While computer vision has become one of the most used technologies across the globe, computer vision models are not immune to threats. One of the reasons for this threat is the underlying lack of robustness of the models. Indrajit Kar, who is the Principal Solution Architect at Accenture, took through a talk at CVDC 2020 on how to make AI more resilient to attack.
As Kar shared, AI has become the new target for attackers, and the instances of manipulation and adversaries have increased dramatically over the last few years. From companies such as Google and Tesla to startups are affected by adversarial attacks.
“While we celebrate advancements in AI, deep neural networks (DNNs)—the algorithms intrinsic to much of AI—have recently been proven to be at risk from attack through seemingly benign inputs. It is possible to fool DNNs by making subtle alterations to input data that often either remain undetected or are overlooked if presented to a human,” he said.
Type Of Adversarial Attacks
Alterations to images that are so small as to remain unnoticed by humans can cause DNNs to misinterpret the image content. As many AI systems take their input from external sources—voice recognition devices or social media upload, for example—this ability to be tricked by adversarial input opens a new, often intriguing, security threat. This has called for an increase in cybersecurity which is coming together to address the crevices in computer vision and machine learning.
One of the ways to deal with this is to not just make AI but a trustworthy AI. A lot of data and data sets available such as medical images, X-rays, pose a security threat. There are also instances of patching the images to obstruct the actual image. Therefore creating trustworthy AI will help models be more robust and less prone to attacks.
Some of the ways of adversarial attacks are:
- Circumventing web filters by perturbed images: These apply mainly to social media providers, online marketplaces with business models that depend on external data. Here alterations such adversarial patches applied to the edge of an image might camouflage the faces from AI.
- Evading fake new detection: It involves attacking the machine learning models which finds duplicates of debunked stories both photo-based and article-based misinformation.
- Adversarial attack on search: It can cause targets to be miss associated with something that could be damaging.
- Camouflage from real-time surveillance: An adversary might aim to avoid facial detection in real-time by the security system and cameras.
- Adversarial attack on autonomous systems
- The DDOS attack, and more…
Attacks can be broadly classified into — location-specific attacks, knowledge-specific and intent-specific attacks, which are further subdivided into:
- Training attack: Aims to increase the number of misclassified samples at test time by injecting a small fraction of carefully designed adversarial samples into training data.
- Inference attack: The attacker manipulates input samples to evade a trained classifier at test or inference time.
- White-box attack: It exploits model-internal information. It assumes complete knowledge of the targeted model, including its parameter values, architecture, training methods and more.
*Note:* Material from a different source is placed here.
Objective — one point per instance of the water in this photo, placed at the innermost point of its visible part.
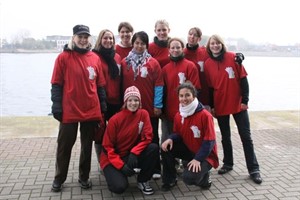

- Black-box attack: Attackers have no knowledge about the model under attack
- Targeted attack: The adversary tries to produce inputs that force the output of the classification model to be a specific target class.
- Non-targeted attack: It causes misclassification as opposed to causing classification into a specific incorrect class.
Some of the other types of attacks are made on the auxiliary model, training data extraction model, model extraction attack, model inversion attack, strategically-timed attack, sparse-evasion attack, source-target misclassification attack and more. There may be attacks in the form of input gradient, high dimensions, boundary attacks and more.
How To Made Computer Vision Models More Robust Against Adversarial Inputs
Kar said that making the computer vision model robust is the best way to keep the attacks at bay. While some of the ways such as model hardening which includes steps such as dimensionality reduction, denoise images, dropout and more; image augmentation; shifting and cropping are some of the ways to make model robust these may not always be reliable.
Some of the more effective ways are:
- Adversarial training with perturbation or noise: It reduces classification errors
- Gradient masking: It denies the attacker access to the useful gradient
- Input regularisation: It can be used to avoid large gradients on the inputs that make networks vulnerable to attacks
- Defence distillation: It is an adversarial training technique where the target model is used to train a smaller model that exhibits a smoother output surface.
- Ensemble adversarial learning: Multiple classifiers are trained together and combined to improve robustness
- Feature squeezing: This reduces the search space available to an adversary by coalescing samples that correspond to many different feature vectors in the original space into a single sample.
Kar shared that apart from this, one of the most effective ways that companies are following nowadays is to have a Blue team and a Red team. While the Red team creates adversarial attacks by trying various methods to find crevices in the model, the Blue team comes up with the defence strategies on how to overcome these attacks. “It is a continuous process, and companies must adapt it to make their computer vision models more robust and safe from adversarial attacks,” he said on a concluding note.